No. Victoria moved on that, and it is the Victorian model that we are
looking to in the legislation that we have brought forward. It was an excellent
report, titled ''Are we there yet? How WA Police determines whether
traffic law enforcement is effective''. What was pointed out in the
committee report, and what is well known and well researched, is that where
there is a combination of drugs and alcohol, the risk goes up exponentially.
These kinds of changes are very necessary.

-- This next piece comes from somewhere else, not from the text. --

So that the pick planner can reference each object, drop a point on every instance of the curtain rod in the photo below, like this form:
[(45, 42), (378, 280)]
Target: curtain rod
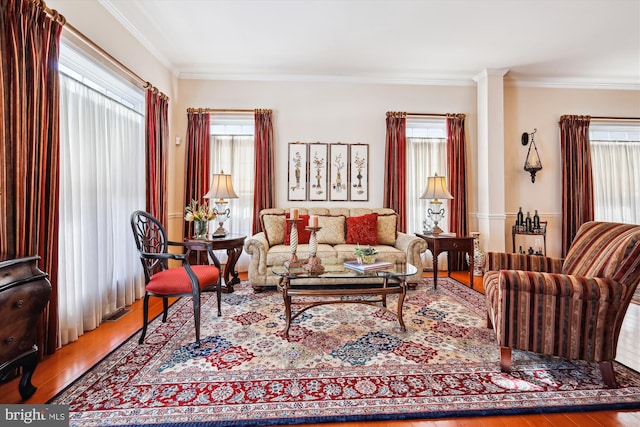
[(216, 110), (614, 118), (55, 15)]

The other thing that the former
Minister for Road Safety sat on her hands about was the penalties for drink and
drug–driving. They lag so far behind other states. The member for
Girrawheen asked for the comparison. For example, this is where they currently
sit: a blood alcohol content of 0.05 per cent in Western Australia attracts a $500
fine, compared with $1 000 in South Australia, $1 828 in Queensland, and $3 223
in Victoria. It lags at only $500 here. These are some of the things that we
are now moving to address because we had a previous Minister for Police; Road
Safety who took no interest in road safety, showed no leadership and did
nothing, just like she did not do anything about the calculation of breath
tests. She said she was looking into that in about 2014 or 2015, but she did
nothing there either. By comparison, we are moving ahead. It is sad that we are
having to play catch up with other states, but the problem is that we had a previous
minister who did nothing and did not show any leadership.